Whakaari is an andesite-dacite stratovolcano built from two overlapping cones. The older Ngatoro Cone is extinct and partially eroded. The Central Cone remains very much active, its amphitheatre-shaped crater open to the southeast where past landslides and eruptions have torn away the wall. The crater floor sits less than 30 meters above sea level, and the sea breaches the southeastern wall in three places to form Shark Bay, Te Awapuia Bay, and Wilson Bay.
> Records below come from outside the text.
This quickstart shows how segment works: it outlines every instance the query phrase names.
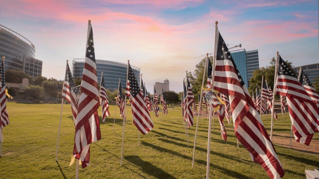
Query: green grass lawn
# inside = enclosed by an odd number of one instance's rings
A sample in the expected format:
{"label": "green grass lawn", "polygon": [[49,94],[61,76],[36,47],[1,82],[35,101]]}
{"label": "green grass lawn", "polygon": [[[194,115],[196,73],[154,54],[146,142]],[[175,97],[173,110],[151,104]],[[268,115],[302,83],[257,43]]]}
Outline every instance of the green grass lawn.
{"label": "green grass lawn", "polygon": [[[0,158],[0,178],[74,178],[76,164],[69,166],[73,150],[74,127],[70,106],[64,104],[61,127],[58,162],[56,149],[61,105],[30,104],[8,103],[11,124],[3,129],[3,156]],[[119,115],[112,132],[115,106],[110,116],[100,124],[102,139],[91,145],[90,165],[80,168],[80,178],[204,178],[206,176],[208,127],[206,118],[200,118],[195,165],[192,159],[196,126],[189,130],[189,146],[181,117],[180,109],[169,114],[146,135],[133,124],[130,108],[125,127],[123,165],[120,166],[123,120]],[[100,108],[98,111],[100,116]],[[278,114],[281,117],[281,114]],[[152,114],[151,114],[151,117]],[[263,122],[270,134],[270,115]],[[274,122],[274,133],[290,134],[288,113],[284,120]],[[197,116],[194,118],[197,118]],[[225,122],[226,120],[225,119]],[[220,136],[218,120],[212,131],[211,178],[268,178],[261,167],[250,160],[240,144],[237,148],[233,124],[226,124],[227,141]],[[316,133],[314,139],[318,140]],[[286,140],[289,140],[288,138]],[[310,145],[312,144],[310,144]],[[274,144],[286,171],[285,178],[304,178],[305,169],[319,167],[319,155],[301,152]],[[307,146],[305,146],[307,148]]]}

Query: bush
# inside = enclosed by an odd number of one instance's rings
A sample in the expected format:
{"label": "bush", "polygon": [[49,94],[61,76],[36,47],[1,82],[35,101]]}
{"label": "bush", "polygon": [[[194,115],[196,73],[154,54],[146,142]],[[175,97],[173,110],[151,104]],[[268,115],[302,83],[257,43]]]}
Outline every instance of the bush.
{"label": "bush", "polygon": [[28,101],[33,101],[34,99],[33,97],[26,97],[26,100]]}
{"label": "bush", "polygon": [[50,96],[55,97],[58,96],[58,92],[57,91],[50,91],[49,92],[49,95]]}
{"label": "bush", "polygon": [[46,91],[56,91],[57,89],[57,82],[56,81],[46,80],[42,82],[42,86]]}
{"label": "bush", "polygon": [[36,99],[41,99],[44,97],[44,88],[42,86],[35,85],[30,85],[25,90],[26,95],[28,97],[32,97]]}

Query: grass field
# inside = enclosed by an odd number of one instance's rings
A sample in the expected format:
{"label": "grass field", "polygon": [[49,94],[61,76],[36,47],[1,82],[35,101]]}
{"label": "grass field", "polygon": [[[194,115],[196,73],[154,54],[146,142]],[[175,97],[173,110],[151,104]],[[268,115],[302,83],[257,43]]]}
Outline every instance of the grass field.
{"label": "grass field", "polygon": [[[70,106],[64,105],[58,162],[55,161],[57,135],[61,105],[28,104],[8,103],[11,124],[3,130],[3,156],[0,158],[0,178],[74,178],[75,163],[69,167],[74,133]],[[169,114],[148,134],[141,135],[133,124],[130,109],[125,126],[123,165],[120,166],[122,119],[117,115],[112,132],[115,106],[106,124],[100,125],[102,139],[91,145],[90,165],[80,168],[80,178],[204,178],[206,176],[208,127],[200,118],[195,166],[191,167],[196,127],[189,130],[189,146],[181,117],[181,110]],[[100,109],[99,109],[100,116]],[[151,115],[152,116],[152,114]],[[279,116],[281,116],[280,114]],[[288,113],[284,120],[274,122],[274,133],[286,143],[291,122]],[[262,118],[270,134],[270,115]],[[267,119],[266,119],[267,118]],[[226,120],[225,120],[225,121]],[[268,178],[265,171],[252,161],[248,151],[240,144],[237,148],[232,124],[226,124],[227,141],[220,136],[218,120],[212,130],[211,178]],[[280,136],[281,136],[281,137]],[[319,135],[314,137],[317,142]],[[316,140],[316,141],[315,141]],[[293,146],[297,145],[294,140]],[[318,143],[317,143],[317,144]],[[305,169],[319,167],[317,153],[301,152],[274,143],[286,171],[285,178],[305,178]],[[308,147],[302,146],[305,148]]]}

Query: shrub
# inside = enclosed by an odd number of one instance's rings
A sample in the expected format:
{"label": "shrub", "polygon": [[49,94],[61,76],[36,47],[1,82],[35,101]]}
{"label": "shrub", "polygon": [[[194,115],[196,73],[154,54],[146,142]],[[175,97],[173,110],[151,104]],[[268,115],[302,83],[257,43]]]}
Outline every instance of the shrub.
{"label": "shrub", "polygon": [[34,98],[33,97],[31,96],[26,97],[26,100],[28,101],[33,101],[34,99]]}
{"label": "shrub", "polygon": [[44,89],[42,86],[35,85],[30,85],[25,90],[26,95],[28,97],[32,97],[36,99],[41,99],[44,97]]}
{"label": "shrub", "polygon": [[56,81],[46,80],[42,82],[42,86],[46,91],[56,91],[57,89],[57,82]]}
Beneath the surface, the former cone is believed to have collapsed catastrophically between 3,000 and 2,200 years ago, generating a seven-meter tsunami that flooded the Bay of Plenty coast as far as seven kilometers inland. The island sits at the northern end of the Taupo Volcanic Zone, the southernmost segment of a 2,800-kilometer volcanic arc stretching from Tonga through the Kermadec Islands.

Mining on a Live Volcano

After the 1914 disaster, mining resumed in 1923 -- but the miners had learned caution. They built their huts on a flat area near a gannet colony, away from the crater. Each morning they lowered a boat from a gantry, rowed around to the factory wharf in Crater Bay, and worked until evening. When seas were rough, they scrambled along a narrow track on the crater rim instead. Sulphur had practical value before antibiotics: it was used as an antibacterial agent in medicines, in matchheads, and for sterilizing wine corks. But Whakaari's sulphur content proved too low for pure extraction, and the ground-up rock was sold as agricultural fertilizer instead. Even that business failed by the 1930s when the mineral content proved inadequate. The corroded remains of the crushing plant and bagging facility still stand, eaten alive by the same sulphuric gases the miners had come to harvest.

December 9, 2019

At 14:11 on 9 December 2019, Whakaari erupted while forty-seven people stood on its crater floor. The eruption was phreatic -- a sudden release of superheated steam and volcanic gases that launched rock and ash into the air without warning. Twenty-two people died, including two whose bodies were never recovered from the island. Recovery efforts were hampered by ongoing seismic activity, heavy rainfall, toxic gases, and low visibility. The volcano's alert level had been at Level 2, the highest before an actual eruption, indicating "moderate to heightened volcanic unrest." Tour operators had continued bringing visitors to the island under those conditions. The disaster prompted a national reckoning about the management of volcanic tourism and the responsibilities of operators who profit from proximity to danger.

A Gannet Colony on a Volcano

Despite everything -- the eruptions, the toxic gases, the acid-altered rock -- Whakaari hosts one of New Zealand's main breeding colonies of Australasian gannets. Thousands arrive each year to mate and raise chicks on an island where little vegetation grows and the ground itself vents sulphurous steam. Gannet parents harvest seaweed from the surrounding waters to cool their chicks. BirdLife International has designated Whakaari an Important Bird Area for this nesting colony. The island is privately owned by the Buttle family trust, purchased by stockbroker George Raymond Buttle in 1936. He refused to sell it to the government but agreed in 1952 to have it declared a private scenic reserve. Volcanologists from the GeoNet Project monitor Whakaari continuously via surveillance cameras, seismographs, and magnetometers installed on the crater walls. The volcano does not sleep. As of early 2025, it still emits weak to moderate gas and steam plumes.

From the Air

Located at 37.52S, 177.18E, approximately 48 kilometers from the Bay of Plenty coastline. Whakaari is visible from considerable distance as a low volcanic island trailing steam. The crater is open to the southeast, and the three bays (Shark, Te Awapuia, Wilson) are visible from altitude. Look for the yellowish crater floor and the white plume. No airstrip on the island. Nearest airports: Whakatane (NZWK) and Tauranga (NZTG) on the mainland. The island sits at the northern terminus of the Taupo Volcanic Zone. Volcanic activity is ongoing -- check GeoNet alerts before any close approach. The gannet colony is visible on the flatter areas outside the crater.